Eine eigene Kasse für das Vereinsheim klingt komplizierter als es ist. Mit einem Raspberry Pi, einem Touchscreen und ein paar günstigen USB-Geräten baut ihr in einem Nachmittag eine vollwertige digitale Getränkeverwaltung – für unter EUR 200,-. In Kombination mit Clubfridge erkennt sie Mitglieder per RFID, scannt Barcodes und kann sogar den Kühlschrank auf- und zuschließen.
Diese Anleitung zeigt, welche Hardware ihr braucht, was sie kostet und wie die Installation läuft.
Wie die RFID-Kasse Eure digitale Getränkeverwaltung realisiert
Die fertige Clubfridge-Kasse ist eine vollwertiges digitale Getränkeverwaltung für das Vereinsheim:
- Mitglieder identifizieren sich per RFID-Chip (Schlüsselanhänger oder Vereinsausweis)
- Produkte werden per Barcode-Scanner erfasst oder auf dem Touchscreen ausgewählt
- Buchungen werden automatisch in der Cloud gespeichert
- Optional: Kühlschrankschloss öffnen und schließen per Relais oder Wifi-Schalter
- Verwaltung und Abrechnung laufen komplett über den Browser – von überall
Die Hardware im Überblick
Raspberry Pi (~EUR 50,-)
Das Herzstück der Kasse. Ein Raspberry Pi 3 reicht für Clubfridge vollkommen aus – die meiste Zeit macht der Rechner ja gar nichts. Einen Pi 4 oder Pi 5 könnt ihr natürlich auch nehmen, ist aber nicht nötig.
Wichtig: Der Pi braucht ein ordentliches Netzteil. Billige USB-Netzteile liefern oft nicht genug Strom und führen zu merkwürdigen Abstürzen. Das originale Raspberry Pi Netzteil (~EUR 10,-) ist hier die richtige Wahl.

Touchscreen (~EUR 80,-)
Der originale Raspberry Pi 7-Zoll-Touchscreen ist die zuverlässigste Wahl – er läuft auf Anhieb mit dem Pi, ohne Treiberinstallation. Mit ca. EUR 80,- ist er die teuerste Einzelkomponente, aber es gibt günstigere Alternativen ab ca. EUR 40,-, die ebenfalls funktionieren.
Der Anschluss an den Pi ist simpel. Achtet auf die Flachbandstecker – die sind empfindlich.
RFID-Leser (~EUR 10-15,-)
Jeder günstige USB-basierte RFID-Leser funktioniert. Er wird einfach in einen USB-Port des Pi gesteckt und verhält sich wie eine Tastatur. Keine Treiberinstallation nötig.
Tipp: Wenn ihr eine neue Ladung RFID-Chips bestellt, testet einen davon zuerst. Manche Hersteller kodieren die Chips anders als erwartet. Einfach den Leser an einen PC anschließen, einen Texteditor öffnen und den Chip ranhalten – dann seht ihr, was der Leser ausgibt.

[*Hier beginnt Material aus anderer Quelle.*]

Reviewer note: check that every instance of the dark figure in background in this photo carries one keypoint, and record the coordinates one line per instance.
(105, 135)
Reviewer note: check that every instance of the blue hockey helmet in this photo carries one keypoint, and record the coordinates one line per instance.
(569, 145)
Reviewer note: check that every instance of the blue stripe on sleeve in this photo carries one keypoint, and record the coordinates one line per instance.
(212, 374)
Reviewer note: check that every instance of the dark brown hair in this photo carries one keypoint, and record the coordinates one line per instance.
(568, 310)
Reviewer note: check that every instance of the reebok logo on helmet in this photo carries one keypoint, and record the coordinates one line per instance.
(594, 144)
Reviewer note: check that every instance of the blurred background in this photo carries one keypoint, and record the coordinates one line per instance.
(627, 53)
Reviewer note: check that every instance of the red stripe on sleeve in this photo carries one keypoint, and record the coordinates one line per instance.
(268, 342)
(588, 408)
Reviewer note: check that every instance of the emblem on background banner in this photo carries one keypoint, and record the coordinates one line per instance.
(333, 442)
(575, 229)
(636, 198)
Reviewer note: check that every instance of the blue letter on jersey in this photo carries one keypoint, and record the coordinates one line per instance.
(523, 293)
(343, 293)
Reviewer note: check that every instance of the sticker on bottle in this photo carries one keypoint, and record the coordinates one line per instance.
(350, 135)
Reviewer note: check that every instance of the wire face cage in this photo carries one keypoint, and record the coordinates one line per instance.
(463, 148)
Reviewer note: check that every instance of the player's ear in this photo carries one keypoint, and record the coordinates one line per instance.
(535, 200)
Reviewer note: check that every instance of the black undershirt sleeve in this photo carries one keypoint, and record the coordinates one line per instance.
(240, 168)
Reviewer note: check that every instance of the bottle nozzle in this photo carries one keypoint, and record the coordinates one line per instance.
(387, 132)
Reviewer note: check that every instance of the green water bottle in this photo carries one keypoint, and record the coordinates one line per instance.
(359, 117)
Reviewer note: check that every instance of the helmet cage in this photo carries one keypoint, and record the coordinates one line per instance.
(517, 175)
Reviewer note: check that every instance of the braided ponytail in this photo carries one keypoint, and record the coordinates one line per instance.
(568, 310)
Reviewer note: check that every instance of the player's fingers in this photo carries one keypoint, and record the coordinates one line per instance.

Barcode-Scanner (~EUR 15-20,-)
Auch hier reicht ein einfacher USB-Barcode-Scanner. Praktisch alle Vereinsheimprodukte (Bier, Softdrinks, Snacks) haben einen EAN-Barcode. Für Produkte ohne Barcode (Kaffee, Kuchen, Übernachtung) könnt ihr euch selbst Barcodes generieren und ausdrucken.

microSD-Karte (~EUR 10,-)
Der Pi bootet von einer microSD-Karte. Mindestens 8 GB, besser 16 GB. Eine gute Markenqualität (SanDisk, Samsung) verlängert die Lebensdauer deutlich – billige No-Name-Karten können nach einigen Monaten Dauerbetrieb ausfallen.
Gehäuse (~EUR 10-20,-)
Für den aufrechten Betrieb eignet sich ein Hochkant-Gehäuse speziell für den Pi mit 7-Zoll-Screen. Für einen eher flachen, schrägen Aufbau (wie ein Kassenterminal) sind Pultgehäuse besser geeignet.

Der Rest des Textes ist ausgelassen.